What is it that makes Stanford’s field always so slippery? In other news, the official box score states 37,391 watched this game in a 50,000 seat stadium. What a joke.

Many think that Chip Long is going to be moving on during the off-season. I don’t really care either way, although I generally think he’s done a good job or at least is a little bit underrated relative to the talent on hand. It seems like he just hasn’t been able to live down last year’s Cotton Bowl despite the team heading into this bowl season averaging 37.0 points per game just 0.6 points off the school record set in 1968. Although, a fresh face might be a good idea with so much experience coming back next year–it’s just I’m not sure how much higher the ceiling is without several inexperienced players breaking out in a big way.

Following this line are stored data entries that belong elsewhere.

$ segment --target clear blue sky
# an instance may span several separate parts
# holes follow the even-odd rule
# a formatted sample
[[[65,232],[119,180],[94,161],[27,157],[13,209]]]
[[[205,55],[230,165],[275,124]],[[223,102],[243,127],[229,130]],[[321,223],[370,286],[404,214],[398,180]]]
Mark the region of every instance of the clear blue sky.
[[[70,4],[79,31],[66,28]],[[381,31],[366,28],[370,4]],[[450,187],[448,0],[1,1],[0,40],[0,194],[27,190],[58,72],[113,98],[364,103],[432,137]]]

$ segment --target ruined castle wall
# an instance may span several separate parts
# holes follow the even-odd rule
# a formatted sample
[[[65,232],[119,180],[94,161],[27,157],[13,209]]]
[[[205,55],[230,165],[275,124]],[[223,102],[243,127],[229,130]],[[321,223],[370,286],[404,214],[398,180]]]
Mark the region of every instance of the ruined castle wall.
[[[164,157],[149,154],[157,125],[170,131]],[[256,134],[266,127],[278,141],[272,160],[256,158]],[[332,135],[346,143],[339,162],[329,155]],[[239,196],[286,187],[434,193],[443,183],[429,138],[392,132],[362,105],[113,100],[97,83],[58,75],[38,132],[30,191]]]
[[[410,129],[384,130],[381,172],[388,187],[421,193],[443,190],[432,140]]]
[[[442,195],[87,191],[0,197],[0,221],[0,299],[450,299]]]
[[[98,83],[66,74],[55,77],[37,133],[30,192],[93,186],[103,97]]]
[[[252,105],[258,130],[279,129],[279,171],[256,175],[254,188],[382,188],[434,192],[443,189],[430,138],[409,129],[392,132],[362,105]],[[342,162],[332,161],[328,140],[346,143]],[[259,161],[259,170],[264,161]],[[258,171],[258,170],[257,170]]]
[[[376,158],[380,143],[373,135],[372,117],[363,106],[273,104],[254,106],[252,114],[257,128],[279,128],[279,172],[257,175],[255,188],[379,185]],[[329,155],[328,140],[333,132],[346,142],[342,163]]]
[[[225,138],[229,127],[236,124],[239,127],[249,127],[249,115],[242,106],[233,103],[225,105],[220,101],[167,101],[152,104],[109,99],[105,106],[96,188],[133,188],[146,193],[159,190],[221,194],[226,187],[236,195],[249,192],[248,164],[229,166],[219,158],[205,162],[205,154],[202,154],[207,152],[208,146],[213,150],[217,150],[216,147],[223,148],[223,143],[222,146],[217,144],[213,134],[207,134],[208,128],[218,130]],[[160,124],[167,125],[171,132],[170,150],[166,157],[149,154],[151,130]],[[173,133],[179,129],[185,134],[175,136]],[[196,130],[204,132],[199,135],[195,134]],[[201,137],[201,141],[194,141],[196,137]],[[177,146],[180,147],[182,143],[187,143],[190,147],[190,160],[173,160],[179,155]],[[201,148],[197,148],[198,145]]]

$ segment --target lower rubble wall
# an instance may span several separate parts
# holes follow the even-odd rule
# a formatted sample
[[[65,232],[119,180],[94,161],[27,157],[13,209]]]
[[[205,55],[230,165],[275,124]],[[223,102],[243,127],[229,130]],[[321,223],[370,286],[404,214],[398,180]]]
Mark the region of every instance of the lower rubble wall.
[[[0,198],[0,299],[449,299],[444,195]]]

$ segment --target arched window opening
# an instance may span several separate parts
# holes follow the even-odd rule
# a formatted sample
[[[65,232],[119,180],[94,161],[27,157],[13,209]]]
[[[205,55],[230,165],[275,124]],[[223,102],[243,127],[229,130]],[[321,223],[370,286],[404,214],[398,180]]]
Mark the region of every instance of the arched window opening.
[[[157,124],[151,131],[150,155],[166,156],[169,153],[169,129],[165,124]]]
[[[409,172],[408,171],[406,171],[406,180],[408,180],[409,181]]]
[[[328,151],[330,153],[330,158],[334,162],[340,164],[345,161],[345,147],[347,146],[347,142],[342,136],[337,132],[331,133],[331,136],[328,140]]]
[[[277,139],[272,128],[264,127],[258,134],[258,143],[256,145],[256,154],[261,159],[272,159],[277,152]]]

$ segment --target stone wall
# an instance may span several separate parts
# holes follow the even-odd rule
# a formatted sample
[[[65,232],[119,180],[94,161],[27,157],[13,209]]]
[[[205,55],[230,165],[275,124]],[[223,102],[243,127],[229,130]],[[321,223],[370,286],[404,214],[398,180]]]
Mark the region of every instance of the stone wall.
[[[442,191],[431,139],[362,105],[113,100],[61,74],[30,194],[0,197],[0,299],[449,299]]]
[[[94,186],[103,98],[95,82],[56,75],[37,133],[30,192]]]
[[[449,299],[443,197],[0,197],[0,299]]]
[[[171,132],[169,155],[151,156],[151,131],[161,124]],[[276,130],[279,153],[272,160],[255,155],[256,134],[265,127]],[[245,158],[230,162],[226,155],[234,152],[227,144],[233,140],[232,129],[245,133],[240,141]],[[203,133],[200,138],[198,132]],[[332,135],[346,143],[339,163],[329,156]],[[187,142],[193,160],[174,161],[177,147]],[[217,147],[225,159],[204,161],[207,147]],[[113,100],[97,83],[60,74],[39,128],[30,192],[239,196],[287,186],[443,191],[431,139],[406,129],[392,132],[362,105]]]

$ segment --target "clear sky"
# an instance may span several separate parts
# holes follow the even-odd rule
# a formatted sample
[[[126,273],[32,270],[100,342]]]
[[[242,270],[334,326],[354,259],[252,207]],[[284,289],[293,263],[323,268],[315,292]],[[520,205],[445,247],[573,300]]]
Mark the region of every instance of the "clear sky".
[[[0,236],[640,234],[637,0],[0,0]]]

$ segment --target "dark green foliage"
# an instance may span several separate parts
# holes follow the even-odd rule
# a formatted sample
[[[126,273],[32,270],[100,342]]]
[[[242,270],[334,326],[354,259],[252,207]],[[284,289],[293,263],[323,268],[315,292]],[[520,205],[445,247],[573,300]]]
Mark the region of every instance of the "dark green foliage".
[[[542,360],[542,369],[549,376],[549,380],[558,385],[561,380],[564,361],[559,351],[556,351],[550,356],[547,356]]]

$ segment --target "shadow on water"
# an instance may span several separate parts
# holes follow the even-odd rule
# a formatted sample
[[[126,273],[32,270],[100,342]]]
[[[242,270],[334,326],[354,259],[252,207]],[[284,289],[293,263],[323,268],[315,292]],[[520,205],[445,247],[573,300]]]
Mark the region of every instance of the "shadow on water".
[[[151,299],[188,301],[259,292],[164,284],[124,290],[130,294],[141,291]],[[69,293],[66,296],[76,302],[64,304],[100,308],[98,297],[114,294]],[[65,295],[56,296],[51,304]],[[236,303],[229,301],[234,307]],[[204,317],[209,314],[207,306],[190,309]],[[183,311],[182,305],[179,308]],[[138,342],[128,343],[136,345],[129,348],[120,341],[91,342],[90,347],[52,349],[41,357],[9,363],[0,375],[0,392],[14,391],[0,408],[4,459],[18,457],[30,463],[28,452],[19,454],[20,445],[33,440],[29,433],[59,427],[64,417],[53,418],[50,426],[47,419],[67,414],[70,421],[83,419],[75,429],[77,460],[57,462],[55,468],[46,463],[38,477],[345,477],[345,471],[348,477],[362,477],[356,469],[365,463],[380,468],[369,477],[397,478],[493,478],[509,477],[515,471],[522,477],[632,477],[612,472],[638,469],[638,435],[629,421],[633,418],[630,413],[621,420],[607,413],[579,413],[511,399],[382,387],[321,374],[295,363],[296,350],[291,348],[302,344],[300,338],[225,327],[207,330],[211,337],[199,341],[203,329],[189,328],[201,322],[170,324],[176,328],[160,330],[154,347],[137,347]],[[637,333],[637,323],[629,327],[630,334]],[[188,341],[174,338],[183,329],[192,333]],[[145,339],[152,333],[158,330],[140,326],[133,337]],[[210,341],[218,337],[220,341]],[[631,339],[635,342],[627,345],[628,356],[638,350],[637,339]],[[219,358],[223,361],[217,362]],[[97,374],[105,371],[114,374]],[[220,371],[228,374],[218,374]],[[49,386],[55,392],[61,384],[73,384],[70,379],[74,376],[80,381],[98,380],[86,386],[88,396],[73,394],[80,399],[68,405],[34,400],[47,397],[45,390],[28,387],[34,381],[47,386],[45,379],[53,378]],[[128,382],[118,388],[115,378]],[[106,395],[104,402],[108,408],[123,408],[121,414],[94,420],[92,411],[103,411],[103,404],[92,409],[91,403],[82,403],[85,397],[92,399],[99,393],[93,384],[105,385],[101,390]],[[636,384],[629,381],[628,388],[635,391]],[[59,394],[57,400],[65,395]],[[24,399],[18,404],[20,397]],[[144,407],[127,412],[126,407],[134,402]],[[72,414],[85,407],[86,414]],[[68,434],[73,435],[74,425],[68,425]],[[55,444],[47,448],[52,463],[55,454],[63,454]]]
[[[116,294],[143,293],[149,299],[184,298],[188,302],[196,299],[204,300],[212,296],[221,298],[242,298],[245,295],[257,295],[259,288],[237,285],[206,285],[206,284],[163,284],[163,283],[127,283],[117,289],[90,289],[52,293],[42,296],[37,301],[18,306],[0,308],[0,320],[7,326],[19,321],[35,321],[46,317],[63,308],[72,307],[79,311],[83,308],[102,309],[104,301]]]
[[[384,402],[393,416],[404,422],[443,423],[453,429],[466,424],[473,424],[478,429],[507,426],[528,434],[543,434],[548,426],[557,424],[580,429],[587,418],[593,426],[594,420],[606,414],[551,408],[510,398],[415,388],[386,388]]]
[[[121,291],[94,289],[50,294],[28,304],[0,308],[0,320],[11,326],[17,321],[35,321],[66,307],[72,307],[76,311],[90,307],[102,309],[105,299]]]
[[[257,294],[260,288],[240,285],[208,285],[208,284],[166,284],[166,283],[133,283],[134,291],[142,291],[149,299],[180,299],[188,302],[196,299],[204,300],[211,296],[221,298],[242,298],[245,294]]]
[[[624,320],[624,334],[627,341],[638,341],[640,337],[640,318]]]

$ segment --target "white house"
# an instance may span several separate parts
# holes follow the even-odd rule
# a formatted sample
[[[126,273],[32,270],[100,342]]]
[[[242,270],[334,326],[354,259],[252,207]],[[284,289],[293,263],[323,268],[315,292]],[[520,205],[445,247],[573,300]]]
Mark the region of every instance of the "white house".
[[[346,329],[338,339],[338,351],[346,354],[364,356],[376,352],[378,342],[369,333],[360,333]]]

Has this been the least satisfying season from the 2017-19 run? Due to the Michigan loss the easy answer seems definitively yes. I think we’ll look back at this year and remember a lot of really nice individual surprises (Bilal, White, Ogundeji, Jamir Jones, the beginning of Lenzy, our first look at Hamilton) but it’ll be surrounded by too many what-if scenarios. Book carried the offense for long stretches but couldn’t take the next step with a middling supporting cast. The defense was strong but Okwara was lost for the season and the Michigan clunker hurt deeply.

It’s just a strange one. Should the Irish defeat a team like Oklahoma State or Kansas State in a bowl game they’d finish 11-2 and one of those programs would finish with 5 losses and assuredly unranked. It doesn’t feel stale but the current 32-6 run since 2017 feels so much less fun than I ever would’ve anticipated.